DALLAS COUNTY – Long before the temperatures outside began to fall TxDOT maintenance crews began implementing plans in preparation for winter’s worst weather, snow and ice; however, continued reductions in available transportation revenue is greatly limiting the resources TxDOT can put on the road to ensure North Texas highways remain open and safe during winter storms.

 “When developing plans it is very difficult to balance the potential frequency and severity of winter storms against our limited available resources” said Bill Hale, Dallas District Engineer.

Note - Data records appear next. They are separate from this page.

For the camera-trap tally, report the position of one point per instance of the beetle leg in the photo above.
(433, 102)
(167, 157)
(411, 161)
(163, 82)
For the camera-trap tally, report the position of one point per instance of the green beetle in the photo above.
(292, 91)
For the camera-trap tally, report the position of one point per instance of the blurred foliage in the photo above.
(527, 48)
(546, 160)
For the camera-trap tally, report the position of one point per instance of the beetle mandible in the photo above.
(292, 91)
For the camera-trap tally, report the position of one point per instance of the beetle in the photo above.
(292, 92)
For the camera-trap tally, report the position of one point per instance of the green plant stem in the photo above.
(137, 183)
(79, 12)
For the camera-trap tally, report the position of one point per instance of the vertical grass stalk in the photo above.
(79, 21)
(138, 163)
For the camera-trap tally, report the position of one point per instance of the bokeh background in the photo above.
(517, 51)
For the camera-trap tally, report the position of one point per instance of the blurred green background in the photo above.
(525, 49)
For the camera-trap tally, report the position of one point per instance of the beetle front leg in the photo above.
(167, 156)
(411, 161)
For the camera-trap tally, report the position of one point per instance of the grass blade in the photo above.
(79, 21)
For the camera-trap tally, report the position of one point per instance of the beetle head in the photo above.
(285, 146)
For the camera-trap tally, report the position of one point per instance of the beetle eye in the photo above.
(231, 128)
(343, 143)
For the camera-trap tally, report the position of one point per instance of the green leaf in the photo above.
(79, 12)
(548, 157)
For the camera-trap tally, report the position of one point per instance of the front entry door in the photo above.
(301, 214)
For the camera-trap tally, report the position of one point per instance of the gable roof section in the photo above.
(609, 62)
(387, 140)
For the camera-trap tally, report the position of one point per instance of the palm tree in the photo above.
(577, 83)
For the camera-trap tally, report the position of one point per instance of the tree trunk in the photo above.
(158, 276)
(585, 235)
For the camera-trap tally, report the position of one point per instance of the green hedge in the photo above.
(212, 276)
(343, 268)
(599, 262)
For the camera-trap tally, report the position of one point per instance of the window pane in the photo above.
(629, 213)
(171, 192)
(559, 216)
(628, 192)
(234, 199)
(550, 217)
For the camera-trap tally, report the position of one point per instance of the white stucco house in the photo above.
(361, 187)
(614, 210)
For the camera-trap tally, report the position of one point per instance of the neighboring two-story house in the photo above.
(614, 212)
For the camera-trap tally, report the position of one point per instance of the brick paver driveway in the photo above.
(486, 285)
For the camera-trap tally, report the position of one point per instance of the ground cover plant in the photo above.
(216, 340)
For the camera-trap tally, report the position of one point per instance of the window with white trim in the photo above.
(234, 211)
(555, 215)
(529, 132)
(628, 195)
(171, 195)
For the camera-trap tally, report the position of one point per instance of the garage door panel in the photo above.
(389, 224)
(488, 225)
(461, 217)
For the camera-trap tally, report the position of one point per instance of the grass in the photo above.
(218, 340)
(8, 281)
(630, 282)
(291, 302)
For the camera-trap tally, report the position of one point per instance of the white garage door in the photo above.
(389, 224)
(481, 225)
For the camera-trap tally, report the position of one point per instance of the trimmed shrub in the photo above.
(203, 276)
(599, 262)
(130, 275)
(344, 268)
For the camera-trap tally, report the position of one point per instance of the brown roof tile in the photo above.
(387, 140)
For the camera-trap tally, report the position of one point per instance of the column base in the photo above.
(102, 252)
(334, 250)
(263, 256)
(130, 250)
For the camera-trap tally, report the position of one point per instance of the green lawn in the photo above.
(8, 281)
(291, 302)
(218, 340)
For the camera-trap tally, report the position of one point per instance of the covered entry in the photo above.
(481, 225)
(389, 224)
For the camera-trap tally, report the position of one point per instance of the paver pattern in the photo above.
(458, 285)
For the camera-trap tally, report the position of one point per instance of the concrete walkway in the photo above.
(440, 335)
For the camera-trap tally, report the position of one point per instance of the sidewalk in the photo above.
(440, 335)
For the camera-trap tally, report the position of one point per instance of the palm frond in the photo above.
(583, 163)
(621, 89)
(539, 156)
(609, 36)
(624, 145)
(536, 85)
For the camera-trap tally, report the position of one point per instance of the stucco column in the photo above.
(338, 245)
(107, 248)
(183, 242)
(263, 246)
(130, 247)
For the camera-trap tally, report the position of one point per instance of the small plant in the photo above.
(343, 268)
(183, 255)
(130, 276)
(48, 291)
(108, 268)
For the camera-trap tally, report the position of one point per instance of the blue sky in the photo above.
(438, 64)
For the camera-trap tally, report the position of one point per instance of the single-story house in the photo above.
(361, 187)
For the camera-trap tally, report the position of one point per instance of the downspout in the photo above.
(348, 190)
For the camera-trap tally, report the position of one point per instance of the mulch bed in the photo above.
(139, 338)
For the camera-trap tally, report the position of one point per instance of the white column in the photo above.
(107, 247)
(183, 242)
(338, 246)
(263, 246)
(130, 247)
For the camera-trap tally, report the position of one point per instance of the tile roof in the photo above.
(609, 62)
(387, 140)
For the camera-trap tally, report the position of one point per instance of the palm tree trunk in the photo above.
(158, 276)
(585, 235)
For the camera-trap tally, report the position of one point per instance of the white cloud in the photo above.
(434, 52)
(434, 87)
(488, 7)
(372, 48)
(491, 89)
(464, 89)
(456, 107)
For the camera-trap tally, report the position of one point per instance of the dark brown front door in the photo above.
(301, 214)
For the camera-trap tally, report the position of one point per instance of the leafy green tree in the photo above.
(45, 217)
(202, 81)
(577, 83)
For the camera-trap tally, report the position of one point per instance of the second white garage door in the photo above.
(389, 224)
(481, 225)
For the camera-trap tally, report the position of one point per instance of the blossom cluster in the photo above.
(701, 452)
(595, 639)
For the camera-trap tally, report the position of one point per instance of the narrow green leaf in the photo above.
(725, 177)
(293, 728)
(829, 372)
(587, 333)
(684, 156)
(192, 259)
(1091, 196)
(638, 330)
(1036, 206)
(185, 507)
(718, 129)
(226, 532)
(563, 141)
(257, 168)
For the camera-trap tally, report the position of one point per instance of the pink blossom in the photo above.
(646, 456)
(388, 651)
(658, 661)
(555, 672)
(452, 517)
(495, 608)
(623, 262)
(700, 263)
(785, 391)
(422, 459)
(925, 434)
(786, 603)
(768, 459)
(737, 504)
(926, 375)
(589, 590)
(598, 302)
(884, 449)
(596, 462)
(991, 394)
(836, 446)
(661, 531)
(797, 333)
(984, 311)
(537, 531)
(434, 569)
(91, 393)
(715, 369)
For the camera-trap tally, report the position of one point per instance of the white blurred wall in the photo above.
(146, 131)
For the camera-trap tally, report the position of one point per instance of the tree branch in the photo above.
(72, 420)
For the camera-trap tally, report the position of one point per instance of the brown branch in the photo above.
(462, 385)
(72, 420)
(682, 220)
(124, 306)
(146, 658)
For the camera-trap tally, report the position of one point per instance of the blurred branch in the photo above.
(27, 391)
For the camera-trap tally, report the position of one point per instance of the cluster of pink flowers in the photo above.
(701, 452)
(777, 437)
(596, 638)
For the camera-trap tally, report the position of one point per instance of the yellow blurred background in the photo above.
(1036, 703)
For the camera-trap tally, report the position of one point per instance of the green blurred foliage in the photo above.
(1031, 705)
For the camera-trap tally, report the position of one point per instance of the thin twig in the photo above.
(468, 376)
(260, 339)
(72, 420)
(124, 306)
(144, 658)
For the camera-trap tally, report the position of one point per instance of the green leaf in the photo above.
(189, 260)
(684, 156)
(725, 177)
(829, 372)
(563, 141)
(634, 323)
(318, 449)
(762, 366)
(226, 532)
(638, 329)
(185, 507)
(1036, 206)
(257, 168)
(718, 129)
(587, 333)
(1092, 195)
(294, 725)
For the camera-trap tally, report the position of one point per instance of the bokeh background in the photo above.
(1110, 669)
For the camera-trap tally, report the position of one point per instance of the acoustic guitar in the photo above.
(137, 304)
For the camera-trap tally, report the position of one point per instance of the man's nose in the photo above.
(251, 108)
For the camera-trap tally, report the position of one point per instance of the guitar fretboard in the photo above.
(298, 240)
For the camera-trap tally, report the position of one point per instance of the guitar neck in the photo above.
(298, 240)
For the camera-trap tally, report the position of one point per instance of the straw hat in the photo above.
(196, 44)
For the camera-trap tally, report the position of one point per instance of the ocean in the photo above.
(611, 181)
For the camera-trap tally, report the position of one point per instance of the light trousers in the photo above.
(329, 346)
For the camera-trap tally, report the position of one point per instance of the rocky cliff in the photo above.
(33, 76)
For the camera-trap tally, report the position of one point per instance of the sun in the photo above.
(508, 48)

“We have over 10,000 lane miles of roadway to monitor and maintain, and only 135 pieces of snow and ice equipment.  Many drivers may never see our crews, but I can assure you, if we have a storm they will be out there, working hard and doing their best to keep the roads open and safe for all Texans.”


What is TxDOT doing?

To maximize limited resources, TxDOT has developed various strategies, including:

  • ·        Maintaining on-hand materials (salt, sand, de-icer) at 4 day storm event levels
  • ·        Shifting available personnel, equipment and materials to affected areas
  • ·        Focusing efforts on keeping at least one lane (right lane) open on primary highways and roads

Maintenance drivers, mechanics and support personnel have been hard-at-it installing, servicing and calibrating vehicles and heavy equipment in preparation for emergent winter storms. Priority routes have been determined and crews are on standby ready to work 12-hour shifts to keep as many roadways open as possible.   

What can the public do?

North Texas drivers can help the cause if they:

  • ·        Delay trips that are not absolutely necessary
  • ·        Allow more time if you must travel
  • ·        Remove snow and ice from vehicles—make sure headlights and taillights are visible
  • ·        Drive with caution; slower speed, slower acceleration, slower steering and slower braking―it’s not worth endangering yourself and others to save a few minutes
  • ·        Keep a safe driving distance (approximately 500 feet on highways)
  • ·        Approach shaded surfaces, curves, bridges and overpasses as though they are icy
  • ·        Avoid using cruise control and overdrive on automatic transmissions
  • ·        “Know before you go” For online road conditions, including traffic cameras, visit http://apps.dot.state.tx.us/travel/road_conditions2.htm. For weather website, visit www.weather.gov.
  • ·        “Know on the road” For current traffic and weather information call 1-800-452-9292, watch for roadway advisories and travel time information on electronic message signs and tune into local highway advisory radio stations. Stranded motorists should call the Texas Department of Public Safety at 1-800-525-5555.